You can see what paths are being used by calling db_mock_paths() with no arguments. dittodb will look for mocks in each path starting with the first one. When recording mocks, dittodb always uses the first path that is returned by db_mock_paths().

You can add a new path by calling db_mock_paths("new/path/here") which will add the path provided to the top of the list of paths to use.

Redacting

Sometimes (much? most? of the time!) there is sensitive data in your database that you don’t actually want to put into your test fixtures. dittodb allows you to specify columns that should always be redacted by specifying them like so:

start_db_capturing(redact_columns = c("sensitive_column", "other_sensitive_column"))

This will always redact the columns “sensitive_column” and “other_sensitive_column” every time a query is recorded that includes either. The redactor replaces every value in the column with a standard value (for example “[redacted]” for characters, 9 for numerics, 1988-10-11T17:00:00 for date times) see redact_columns() for more information.

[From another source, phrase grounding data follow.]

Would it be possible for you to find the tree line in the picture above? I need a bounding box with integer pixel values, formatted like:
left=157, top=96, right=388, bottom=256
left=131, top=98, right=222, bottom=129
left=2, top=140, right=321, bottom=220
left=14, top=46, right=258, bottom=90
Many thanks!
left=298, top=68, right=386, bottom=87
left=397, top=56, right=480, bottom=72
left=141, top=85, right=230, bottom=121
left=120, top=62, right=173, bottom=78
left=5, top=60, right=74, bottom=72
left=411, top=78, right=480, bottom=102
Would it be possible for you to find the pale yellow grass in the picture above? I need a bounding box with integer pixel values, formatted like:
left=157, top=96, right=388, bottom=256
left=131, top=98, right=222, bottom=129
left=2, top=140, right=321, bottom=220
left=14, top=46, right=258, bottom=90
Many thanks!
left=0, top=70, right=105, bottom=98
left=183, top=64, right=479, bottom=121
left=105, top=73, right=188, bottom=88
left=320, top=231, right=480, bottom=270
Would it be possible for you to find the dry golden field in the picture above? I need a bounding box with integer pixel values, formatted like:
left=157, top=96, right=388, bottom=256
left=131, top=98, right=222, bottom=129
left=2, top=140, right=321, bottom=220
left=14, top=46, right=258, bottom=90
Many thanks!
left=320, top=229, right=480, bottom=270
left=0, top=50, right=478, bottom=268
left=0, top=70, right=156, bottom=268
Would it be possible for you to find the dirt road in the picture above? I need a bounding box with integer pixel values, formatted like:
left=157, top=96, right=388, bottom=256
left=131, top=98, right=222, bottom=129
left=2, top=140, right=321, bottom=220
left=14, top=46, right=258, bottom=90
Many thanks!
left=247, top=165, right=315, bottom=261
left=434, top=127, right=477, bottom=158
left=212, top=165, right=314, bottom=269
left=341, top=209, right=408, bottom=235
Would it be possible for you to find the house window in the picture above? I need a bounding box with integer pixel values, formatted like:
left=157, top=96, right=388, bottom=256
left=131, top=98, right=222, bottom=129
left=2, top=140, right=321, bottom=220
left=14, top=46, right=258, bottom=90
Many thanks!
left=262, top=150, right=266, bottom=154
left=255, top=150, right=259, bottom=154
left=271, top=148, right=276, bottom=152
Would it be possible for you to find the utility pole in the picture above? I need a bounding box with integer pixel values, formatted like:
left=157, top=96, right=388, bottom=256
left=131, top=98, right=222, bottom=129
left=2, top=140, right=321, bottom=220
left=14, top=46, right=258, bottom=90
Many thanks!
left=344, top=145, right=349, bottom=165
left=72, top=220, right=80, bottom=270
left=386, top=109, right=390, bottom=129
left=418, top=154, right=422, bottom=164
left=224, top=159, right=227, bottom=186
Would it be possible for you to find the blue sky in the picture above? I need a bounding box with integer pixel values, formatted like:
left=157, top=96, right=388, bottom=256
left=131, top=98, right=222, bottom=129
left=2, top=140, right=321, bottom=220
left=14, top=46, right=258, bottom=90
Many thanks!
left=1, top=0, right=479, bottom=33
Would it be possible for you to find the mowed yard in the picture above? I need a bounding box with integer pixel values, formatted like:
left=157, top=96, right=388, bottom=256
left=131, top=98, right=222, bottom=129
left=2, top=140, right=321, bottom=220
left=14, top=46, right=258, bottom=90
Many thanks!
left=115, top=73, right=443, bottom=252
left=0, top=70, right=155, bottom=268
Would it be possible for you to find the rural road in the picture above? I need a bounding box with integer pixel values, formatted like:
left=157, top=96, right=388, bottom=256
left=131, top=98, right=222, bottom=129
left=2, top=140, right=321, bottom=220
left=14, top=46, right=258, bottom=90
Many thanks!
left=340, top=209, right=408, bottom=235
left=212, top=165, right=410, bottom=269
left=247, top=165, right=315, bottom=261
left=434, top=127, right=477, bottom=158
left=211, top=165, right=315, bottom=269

You, too, can write a fixture!

When we use start_db_recording() to record fixtures, we are creating what some people call fixtures (though other terms for these abound). These are files that are used during testing to represent and provide some data or state necessary to execute the test. In the case of dittodb, these files contain the data that dittodb uses when it pretends to be a live database. During recording, each query that is sent to the database gets a unique identifier (the first 6 digits of the hash of the query) and when the response is received, that response is saved to a file with the first SQL (Structured Query Language) verb (e.g. SELECT), a dash, and the hash using the dput() function. This lets you craft a fixture that tests exactly what you need to without having extraneous rows or columns that might not be relevant.

You can save our own responses for queries by getting figuring out the hash (the easiest way to do this now is to write the test that you want to create a fixture for, run it and see the error message that looks something like “Couldn’t find the file nycflights/SELECT-16d120.R in any of the mock directories.” and use the filename from there.) and then saving the dataframe that you want the test to use with the command dput(df, file = "nycflights/SELECT-16d120.R", control = c("all", "hexNumeric")) (if the dataframe you want to save is df and we are using the path we saw in the example error message). And you’ve created your own fixture!

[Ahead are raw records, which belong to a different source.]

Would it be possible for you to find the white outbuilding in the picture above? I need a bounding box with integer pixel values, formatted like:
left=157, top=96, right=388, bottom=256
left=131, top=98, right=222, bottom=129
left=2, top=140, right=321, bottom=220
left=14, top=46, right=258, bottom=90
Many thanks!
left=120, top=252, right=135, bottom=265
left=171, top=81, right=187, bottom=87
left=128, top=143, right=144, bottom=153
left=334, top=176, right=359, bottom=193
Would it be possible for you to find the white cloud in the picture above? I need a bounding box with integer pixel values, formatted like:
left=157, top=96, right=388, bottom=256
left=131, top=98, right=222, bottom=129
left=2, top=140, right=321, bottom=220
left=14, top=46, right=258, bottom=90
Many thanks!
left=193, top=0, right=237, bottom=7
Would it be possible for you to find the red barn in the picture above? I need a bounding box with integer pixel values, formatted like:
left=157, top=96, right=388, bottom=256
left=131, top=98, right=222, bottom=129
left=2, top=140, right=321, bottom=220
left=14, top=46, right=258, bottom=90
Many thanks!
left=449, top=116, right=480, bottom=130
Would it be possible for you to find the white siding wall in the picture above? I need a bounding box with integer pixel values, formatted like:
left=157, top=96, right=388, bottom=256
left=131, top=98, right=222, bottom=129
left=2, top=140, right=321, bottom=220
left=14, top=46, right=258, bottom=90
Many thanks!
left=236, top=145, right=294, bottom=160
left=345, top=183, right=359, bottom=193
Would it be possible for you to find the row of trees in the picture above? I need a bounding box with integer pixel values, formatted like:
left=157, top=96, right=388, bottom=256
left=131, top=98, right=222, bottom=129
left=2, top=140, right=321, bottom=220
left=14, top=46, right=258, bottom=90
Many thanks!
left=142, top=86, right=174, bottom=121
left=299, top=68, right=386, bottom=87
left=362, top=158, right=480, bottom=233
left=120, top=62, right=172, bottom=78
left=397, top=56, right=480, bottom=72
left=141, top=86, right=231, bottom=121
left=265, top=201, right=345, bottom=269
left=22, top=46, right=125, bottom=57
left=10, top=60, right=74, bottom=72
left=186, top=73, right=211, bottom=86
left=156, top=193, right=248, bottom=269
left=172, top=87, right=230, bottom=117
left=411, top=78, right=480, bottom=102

You can also take the approach of recording fixtures and then editing them manually to pare them down. The workflow for that would be something like:

# read in the recorded fixture
df_fixt <- source("nycflights/SELECT-16d120.R", keep.source = FALSE)$value

# filter out anything after february and all days after the 9th of the month
df_fixt <- dplyr::filter(df_fixt, month <= 2 & day < 10)

# save the fixture for use in tests
dput(df_fixt, file = "nycflights/SELECT-16d120.R", control = c("all", "hexNumeric"))

  1. These code snippets won’t work right out of the box — you will need to make sure the database you’re connecting to has the nycflights13 data data in it. You could do this with SQLite by running nycflights13_create_sqlite(location = "nycflights") before the rest of the commands here.↩︎